A coorientadora Jerusa Schneider: estudo analisou a distribuição georreferenciada de mercúrio nas folhas e na serapilheira das árvores
Peixoto de Azevedo é uma região associada à mineração artesanal desde os anos 1970. No centro da cidade, há várias lojas especializadas na comercialização do ouro. Já Nova Santa Helena não tem casas dedicadas ao comércio desse metal precioso. Os oitis, por outro lado, encontram-se presentes em ambas as cidades.
Por isso, Brito e Schneider realizaram, em 2021, um trabalho de campo para coletar amostras em três áreas distintas: em Peixoto de Azevedo, em Nova Santa Helena e em uma área de mata nativa próxima à primeira cidade.
“O objetivo era ver a distribuição espacial georreferenciada do conteúdo de mercúrio nas folhas verdes das copas das árvores e nas folhas da serapilheira”, explica a coorientadora.
As amostras, submetidas a um processo de secagem e trituração, passaram por uma análise quantitativa por meio da técnica de espectrometria de absorção atômica a fim de determinar a quantidade de mercúrio presente.

Sheyla Brito (terceira da esq. para a direita) com a equipe de coleta de folhas de oiti: foram encontrados valores elevados de mercúrio em regiões próximas às casas de compra de ouro. Foto: Lúcio Camargo
“Os resultados mostraram valores elevados de mercúrio nas áreas urbanas de Peixoto de Azevedo, especialmente nas regiões próximas às casas de compra de ouro”, afirma Brito, notando que as concentrações do metal na cidade de Nova Santa Helena revelaram-se consideravelmente menores.
Note-se que não há valores de referência nacionais ou mundiais para indicar quais níveis caracterizariam um estado de contaminação por mercúrio em folhas de árvores.
Segundo a pesquisadora, a presença dessas casas, no entanto, “é um dos principais fatores que contribuem para a liberação de mercúrio na atmosfera. Elementos como a topografia, o uso do solo e a direção dos ventos tiveram uma influência direta na forma como esse mercúrio se espalha pela cidade”.
A orientadora da dissertação lembra que “a Aliança para uma Mineração Responsável [ARM] recomenda que essas casas de compra [de ouro] sejam afastadas da zona urbana da cidade”.

Maria José Mesquita, orientadora da pesquisa: recomendação de especialistas é que casas de compra de ouro sejam afastadas da zona urbana
A serapilheira também desempenhou um papel importante no estudo. Nas palavras de Brito, essa camada “acumulou mais mercúrio do que as folhas verdes, indicando que o metal se deposita nas folhas e persiste no ambiente”.

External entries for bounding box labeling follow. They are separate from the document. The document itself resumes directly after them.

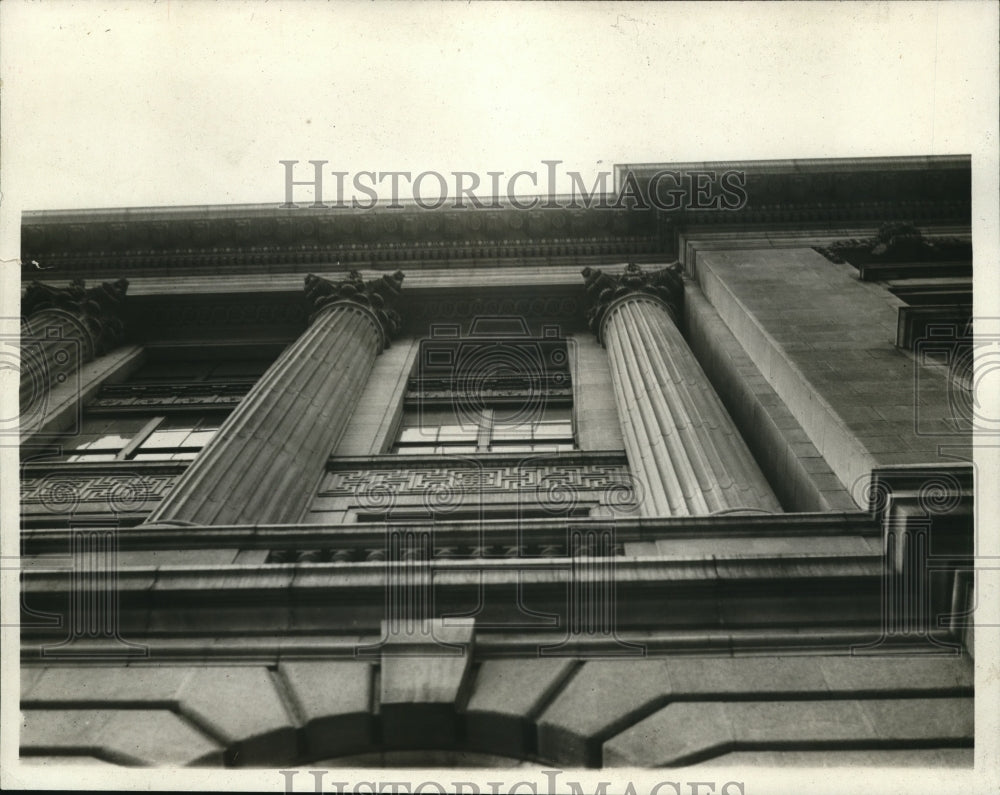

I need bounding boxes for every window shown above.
[36,346,280,463]
[393,405,576,455]
[392,335,576,455]
[59,412,226,462]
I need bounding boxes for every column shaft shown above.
[602,293,781,516]
[147,301,383,525]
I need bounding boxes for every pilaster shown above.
[147,271,403,525]
[20,279,128,417]
[583,264,781,516]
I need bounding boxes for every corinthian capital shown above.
[305,271,403,340]
[21,279,128,353]
[581,262,684,339]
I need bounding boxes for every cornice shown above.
[22,157,971,277]
[21,279,128,353]
[582,262,684,340]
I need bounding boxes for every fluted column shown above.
[20,279,128,420]
[583,264,781,516]
[146,271,403,525]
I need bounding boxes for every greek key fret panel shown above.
[21,471,181,514]
[320,464,632,497]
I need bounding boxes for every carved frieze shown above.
[582,262,684,339]
[305,271,404,339]
[21,279,128,354]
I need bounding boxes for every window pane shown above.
[490,442,533,453]
[438,425,479,442]
[535,420,573,439]
[184,428,218,448]
[139,428,191,450]
[399,428,437,443]
[542,406,573,422]
[493,423,532,440]
[66,453,115,461]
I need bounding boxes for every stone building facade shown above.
[20,157,974,767]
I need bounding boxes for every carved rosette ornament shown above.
[583,263,781,517]
[21,279,128,355]
[581,262,684,342]
[305,271,404,345]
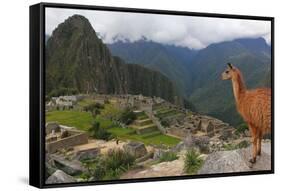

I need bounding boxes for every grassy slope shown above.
[46,111,93,131]
[46,111,180,146]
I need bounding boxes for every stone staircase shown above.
[131,111,161,137]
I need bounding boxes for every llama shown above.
[221,63,271,163]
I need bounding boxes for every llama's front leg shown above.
[249,136,258,163]
[248,124,258,163]
[257,133,262,156]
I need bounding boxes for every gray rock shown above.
[123,142,147,158]
[45,162,57,177]
[46,170,76,184]
[45,122,60,134]
[219,128,232,141]
[51,155,85,176]
[194,136,210,153]
[198,143,271,174]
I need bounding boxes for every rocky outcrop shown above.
[49,155,86,176]
[46,170,76,184]
[198,143,271,174]
[46,15,180,102]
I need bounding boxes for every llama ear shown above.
[227,63,233,69]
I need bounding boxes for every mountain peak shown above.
[50,15,94,35]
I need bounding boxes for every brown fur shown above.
[222,65,271,163]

Outro fator importante, o manejo urbano da serapilheira, influenciou diretamente a distribuição do mercúrio, como no caso de se varrer o material contaminado para outras áreas. Por outro lado, a área de mata nativa analisada revelou uma dinâmica diferente daquela das áreas urbanas, com menos pontos de contaminação, mas ainda assim com indícios de deposição de mercúrio no ambiente.

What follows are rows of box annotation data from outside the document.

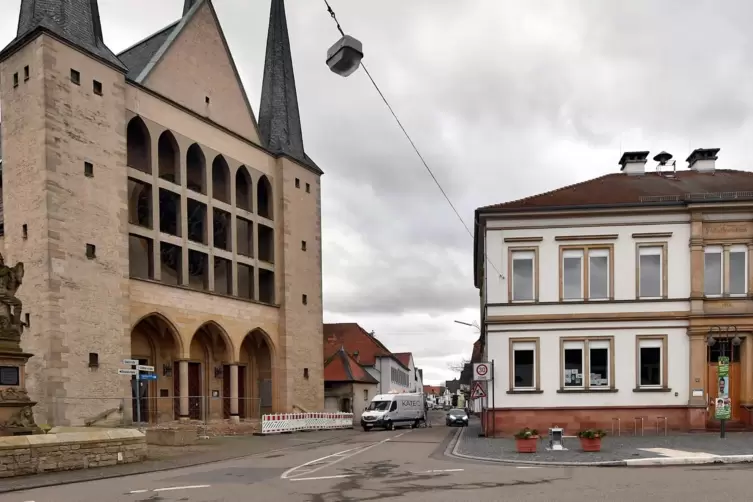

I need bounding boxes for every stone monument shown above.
[0,254,41,436]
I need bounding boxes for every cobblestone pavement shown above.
[455,419,753,463]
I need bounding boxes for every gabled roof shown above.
[324,347,379,384]
[324,322,408,370]
[0,0,126,71]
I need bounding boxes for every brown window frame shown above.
[558,244,614,302]
[557,336,617,394]
[633,335,672,392]
[507,337,542,394]
[507,246,539,303]
[635,241,669,300]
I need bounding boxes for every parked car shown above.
[445,408,468,427]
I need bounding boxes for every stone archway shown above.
[185,321,234,420]
[238,328,276,419]
[131,312,183,423]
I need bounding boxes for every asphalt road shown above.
[0,420,753,502]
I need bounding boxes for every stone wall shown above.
[0,429,147,478]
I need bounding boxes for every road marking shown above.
[638,448,717,458]
[152,485,211,492]
[280,431,410,481]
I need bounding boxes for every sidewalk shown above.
[452,420,753,467]
[0,429,360,493]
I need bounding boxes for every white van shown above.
[361,393,426,431]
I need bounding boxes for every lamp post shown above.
[706,326,742,439]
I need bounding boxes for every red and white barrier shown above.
[261,413,353,434]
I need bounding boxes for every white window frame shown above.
[703,246,724,298]
[638,244,665,300]
[510,340,538,390]
[636,338,666,389]
[581,248,612,302]
[510,249,538,303]
[722,244,749,297]
[561,249,586,302]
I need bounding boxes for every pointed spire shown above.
[259,0,310,164]
[0,0,126,70]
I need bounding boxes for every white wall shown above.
[486,215,690,308]
[487,324,690,408]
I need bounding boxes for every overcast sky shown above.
[0,0,753,383]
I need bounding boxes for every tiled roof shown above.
[324,322,408,369]
[2,0,126,70]
[324,347,379,384]
[479,169,753,212]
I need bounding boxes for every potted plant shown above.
[515,427,539,453]
[578,429,607,451]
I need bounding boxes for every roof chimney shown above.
[687,148,719,173]
[620,152,649,176]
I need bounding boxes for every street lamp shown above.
[706,326,742,438]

A pesquisa, que contou com financiamento da Coordenação de Aperfeiçoamento de Pessoal de Nível Superior (Capes), recebeu apoio da Universidade Federal de Mato Grosso (UFMT), que deu suporte à coleta e ao preparo inicial das amostras, e do Instituto de Química (IQ) da Unicamp, que realizou as análises de espectrometria.
O estudo surgiu a partir de um acordo de cooperação estabelecido em 2018 entre a Unicamp e a Universidade de Cardiff (Reino Unido). A iniciativa faz parte de um projeto voltado a mapear os parâmetros ambientais, socioeconômicos e geológicos da exploração artesanal de ouro na cidade de Peixoto de Azevedo e que recebe verba do Global Challenges Research Fund (GCRF), que apoia pesquisas de ponta voltadas a solucionar problemas enfrentados por países em desenvolvimento.
O projeto envolve ainda a elaboração de outra dissertação junto ao Programa de Pós-Graduação em Geociências do IG. Desenvolvido por Matheus Lopes sob orientação de Mesquita e coorientação de Marina Morales, da Empresa Brasileira de Pesquisa Agropecuária (Embrapa), esse projeto busca alternativas ao uso do mercúrio na mineração artesanal e de pequena escala.